Una palestra comunale, decine di cadaveri che saturano l’aria di un “orribile tanfo putrido”. Siamo a Gwangju, in Corea del Sud, nel maggio 1980: dopo il colpo di Stato di Chun Doo-hwan, in tutto il paese vige la legge marziale. Quando i militari hanno aperto il fuoco su un corteo di protesta è iniziata l’insurrezione, seguita da brutali rappresaglie; “Atti umani” è il coro polifonico dei vivi e dei morti di una carneficina mai veramente narrata in Occidente. Conosciamo il quindicenne Dong-ho, alla ricerca di un amico scomparso; Eun-sook, la redattrice che ha assaggiato il “rullo inchiostratore” della censura e i “sette schiaffi” di un interrogatorio; l’anonimo prigioniero che ha avuto la sfortuna di sopravvivere; la giovane operaia calpestata a sangue da un poliziotto in borghese. Dopo il massacro, ancora anni di carcere, sevizie, delazioni, dinieghi; al volgere del millennio stentate aperture, parziali ammissioni, tardive commemorazioni. Han Kang, con il terso, spietato lirismo della sua scrittura, scruta tante vite dilaniate, racconta oggi l’indicibile, le laceranti dissonanze di un passato che si voleva cancellato.
L’ora di greco, pubblicato nel 2011, in Italia nel 2023 da Adelphi, con la traduzione di Lia Iovenitti.
In una Seoul rovente e febbrile, una donna vestita di nero cerca di recuperare la parola che ha perso in seguito a una serie di traumi. Le era già successo una prima volta, da adolescente, e allora era stato l’insolito suono di una parola francese a scardinare il silenzio. Ora, di fronte al riaffiorare di quel mutismo, si aggrappa alla radicale estraneità del greco di Platone nella speranza di riappropriarsi della sua voce. Nell’aula semideserta di un’accademia privata, il suo silenzio incontra lo sguardo velato dell’insegnante di greco, che sta perdendo la vista e che, emigrato in Germania da ragazzo e tornato a Seoul da qualche anno, sembra occupare uno spazio liminale fra le due lingue. Tra di loro nasce un’intimità intessuta di penombra e di perdita, grazie alla quale la donna riuscirà forse a ritornare in contatto con il mondo. Scritto dopo La vegetariana e definito dal la stessa autrice «quasi un suo lieto fine», L’ora di greco si insinua – avvolto in un bozzolo di apparente semplicità – nella mente del lettore, come un «assurdo indimostrabile», una voce limpida e familiare che arriva da un altro pianeta.

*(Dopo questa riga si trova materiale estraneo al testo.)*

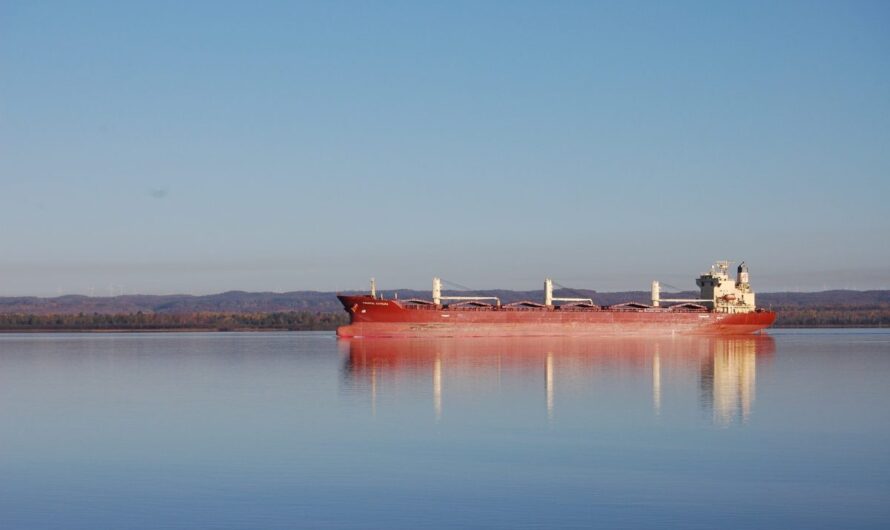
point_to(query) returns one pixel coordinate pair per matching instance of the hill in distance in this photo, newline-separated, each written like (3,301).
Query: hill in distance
(326,302)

L’ultimo romanzo di Han Kang, Non dico addio, ha già fatto parlare di sé. Premiatissimo in Francia, dove nel 2023 si è aggiudicato il Prix Médicis e l’anno dopo il Premio Émile Guimet, questo libro è destinato a lasciare il segno anche in Italia, dove lo vedremo sugli scaffali il prossimo 5 novembre, grazie ad Adelphi.

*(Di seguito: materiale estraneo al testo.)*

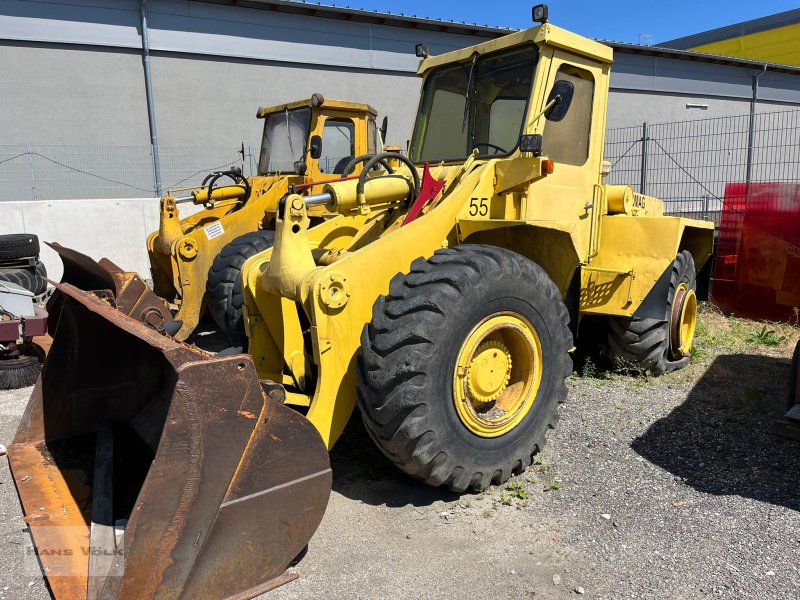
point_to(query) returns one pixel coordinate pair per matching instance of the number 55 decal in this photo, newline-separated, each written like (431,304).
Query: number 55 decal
(478,207)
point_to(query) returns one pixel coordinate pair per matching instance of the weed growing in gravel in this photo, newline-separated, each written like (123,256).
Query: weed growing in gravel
(552,487)
(765,337)
(517,490)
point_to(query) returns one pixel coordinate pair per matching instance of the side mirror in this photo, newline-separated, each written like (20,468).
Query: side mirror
(531,143)
(315,147)
(562,93)
(384,127)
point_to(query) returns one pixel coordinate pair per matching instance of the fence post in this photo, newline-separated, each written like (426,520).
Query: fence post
(33,172)
(643,176)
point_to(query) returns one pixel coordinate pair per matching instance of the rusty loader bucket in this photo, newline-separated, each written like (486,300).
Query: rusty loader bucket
(125,290)
(149,469)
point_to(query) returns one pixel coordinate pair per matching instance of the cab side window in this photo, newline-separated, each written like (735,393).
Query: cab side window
(338,145)
(567,141)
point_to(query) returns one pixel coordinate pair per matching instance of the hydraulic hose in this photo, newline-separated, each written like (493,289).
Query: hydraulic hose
(379,158)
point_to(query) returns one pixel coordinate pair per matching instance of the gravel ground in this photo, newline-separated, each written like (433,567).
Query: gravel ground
(656,488)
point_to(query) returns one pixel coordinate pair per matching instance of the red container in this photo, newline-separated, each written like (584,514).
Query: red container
(757,266)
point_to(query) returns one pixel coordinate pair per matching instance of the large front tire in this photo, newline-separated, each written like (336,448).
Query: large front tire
(464,365)
(661,345)
(224,296)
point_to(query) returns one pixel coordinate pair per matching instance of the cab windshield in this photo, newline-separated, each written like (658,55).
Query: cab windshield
(284,142)
(475,104)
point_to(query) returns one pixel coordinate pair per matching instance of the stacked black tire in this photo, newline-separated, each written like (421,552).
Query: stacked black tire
(20,265)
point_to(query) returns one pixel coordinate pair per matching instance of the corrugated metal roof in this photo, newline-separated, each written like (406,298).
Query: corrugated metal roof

E cosa racconta? Un’altra ferita aperta della storia coreana, quella del massacro del 3 aprile 1948 a Jeju, narrato attraverso gli occhi di tre donne. Sembra quasi inevitabile il paragone con Atti umani: ancora una volta, Han Kang ci porta a fare i conti con il dolore di un popolo, raccontando eventi che molti, fuori dalla Corea, non conoscono o hanno dimenticato. Ma lei non lascia spazio all’oblio.
E come solo lei sa fare, trasforma la tragedia in un’esperienza profondamente intima. Durante la consegna del Prix Médicis, Han Kang ha descritto il suo libro con parole che arrivano dritte al cuore:
“Una candela accesa nell’abisso dell’anima umana.”
E non potrebbe esserci descrizione più calzante. Han Kang non racconta solo la storia, la viviseziona, lasciandoci con quel misto di meraviglia e dolore che ci fa sentire vivi, anche se a volte vorremmo solo chiudere il libro e fuggire via. Ma non lo facciamo, perché Han Kang ci tiene lì, con la sua luce fioca che brilla nel buio.
Il premio Nobel
Il premio Nobel per la letteratura è uno dei cinque premi istituiti dal testamento di Alfred Nobel nel 1895 ed è attribuito all’autore nel campo della letteratura mondiale che “si sia maggiormente distinto per le sue opere in una direzione ideale”.
E’ considerato il premio più prestigioso e più mediatico del mondo, il Premio Nobel mette in evidenza un autore e il suo lavoro, assicurandogli una promozione su scala planetaria, una reputazione internazionale e una certa tranquillità finanziaria. Fu assegnato per la prima volta nel 1901, al poeta francese Sully Prudhomme.